Toen Arid in 1998 voor de eerste keer op Werchter ten dans speelde,
voelde je het al aan je water dat deze groep een grote toekomst
had. De zweetgeurtjes van puberende en gillende meiden voor het
podium onderstreepten deze stelling zelfs nog meer. En inderdaad:
Arid veroverde niet alleen de harten van menig tienermeisje, ook de
trouwe Studio Brussel luisteraars konden de deuntjes van Jasper
Steverlinck en Steven Dupré wel waarderen. De debuutplaat ‘Little
Things of Venom’ was dan ook een puik album vol rocksongs met net
dat beetje extra, wat vooral toe te schrijven was aan het
stembereik van Jasper Steverlinck, die, niet echt ten onrechte,
vaak vergeleken werd met Jeff Buckley. Persoonlijk konden we de
opvolger van het veelbelovende debuut dan weer net iets minder
pruimen: ‘All is Quiet Now’ leed daarvoor wat te veel onder zijn
Amerikaanse productie.
In 2002 scoorde Jasper Steverlinck met de hulp van de Kolacny
broertjes vrij onverwacht een hit met de cover van David Bowie’s
‘Life on Mars’, in die mate zelfs dat er een solo-album volgde en
Arid tijdelijk ‘on hold’ werd gezet. Tot we vorig jaar plotseling
een nieuwe Arid-song mochten verwelkomen die alvast even gezellig
en vertrouwd klonk als de rookpluim uit ons ouderlijke huis op een
barkoude winterdag. Dat moeten de samenstellers van de
Knuffelrock-reeks ook gedacht hebben, want ‘Words’ prijkt op de
laatste editie van deze kleffe verzamelaar.

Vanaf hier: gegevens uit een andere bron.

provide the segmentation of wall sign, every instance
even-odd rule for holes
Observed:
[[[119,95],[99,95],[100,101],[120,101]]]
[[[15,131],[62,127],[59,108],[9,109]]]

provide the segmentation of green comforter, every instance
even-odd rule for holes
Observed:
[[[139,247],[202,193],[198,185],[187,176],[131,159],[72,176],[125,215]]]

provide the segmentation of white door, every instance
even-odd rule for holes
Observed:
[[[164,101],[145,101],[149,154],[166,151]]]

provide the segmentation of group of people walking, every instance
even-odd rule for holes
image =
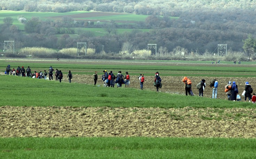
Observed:
[[[184,88],[186,96],[188,95],[188,94],[190,95],[193,96],[194,94],[191,89],[192,84],[191,80],[187,77],[185,77],[183,78],[182,81],[184,83]],[[203,97],[203,91],[206,87],[205,82],[205,80],[202,79],[196,85],[196,88],[198,89],[199,92],[199,97]],[[249,84],[249,82],[246,82],[245,84],[245,90],[242,94],[242,96],[245,96],[245,101],[246,101],[248,98],[249,102],[251,101],[253,103],[255,103],[256,101],[256,96],[254,93],[253,94],[253,95],[251,95],[253,91],[253,88]],[[218,86],[218,82],[216,79],[214,78],[212,80],[210,87],[212,88],[212,99],[217,98]],[[229,100],[235,101],[241,100],[241,96],[238,92],[237,85],[235,81],[233,82],[231,81],[228,81],[227,85],[225,86],[225,92],[227,95],[227,98]]]
[[[95,71],[93,74],[94,85],[96,85],[98,80],[98,71]],[[140,89],[143,89],[143,83],[145,81],[144,74],[141,74],[138,78],[140,81]],[[126,72],[125,75],[124,76],[122,71],[119,71],[116,75],[115,75],[112,71],[108,73],[106,70],[104,70],[103,71],[103,74],[101,76],[101,79],[104,87],[114,88],[116,83],[117,88],[122,87],[124,84],[125,85],[125,87],[128,87],[130,83],[130,76],[128,72]],[[161,81],[162,79],[160,77],[159,73],[157,72],[155,75],[154,81],[154,85],[156,87],[157,92],[158,92],[159,88],[162,87]]]
[[[45,80],[47,79],[47,75],[48,75],[49,76],[49,79],[51,80],[53,80],[54,72],[54,74],[55,76],[55,80],[59,80],[60,82],[61,82],[61,80],[63,77],[63,74],[61,72],[61,70],[59,70],[57,69],[56,69],[56,70],[54,70],[53,69],[52,66],[51,66],[49,68],[48,70],[48,73],[46,70],[45,70],[43,73],[42,71],[37,72],[36,71],[34,71],[33,73],[32,73],[31,69],[29,66],[28,66],[28,68],[25,70],[23,66],[21,68],[20,66],[18,66],[16,69],[15,70],[14,68],[13,69],[11,70],[10,65],[8,65],[6,67],[5,73],[8,75],[13,74],[14,76],[16,75],[18,76],[44,79]],[[69,80],[69,83],[71,83],[71,79],[73,78],[73,76],[70,70],[69,71],[67,77]]]

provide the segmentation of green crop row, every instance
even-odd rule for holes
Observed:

Maar laat dat je er niet van weerhouden om de derde plaat van deze
Gentse ex-Rock Rally finalisten links te laten liggen, want er
staat genoeg fijn luistervoer op deze schijf. Nog steeds is het
handelsmerk de stem van Jasper Steverlinck, maar wat zijn
solo-carrière zo ontbeerde, was de wisselwerking met gitarist David
Du Pré, die hier wederom de gitaren beroert. Wat opvalt is wel dat
deze gitaren wat meer naar de achtergrond zijn verschoven en de
piano een meer prominente plaats heeft ingenomen. Zo klinkt ‘Lost
Stories’ vooral als nog maar eens een pianoballade die alleen maar
door de stem van Jasper Steverlinck boven de middelmaat uitkomt, en
ook ‘I Don’t Know Where I’m Going’ roept meer herinneringen op aan
de ‘Life on Mars’-periode dan aan vintage-Arid.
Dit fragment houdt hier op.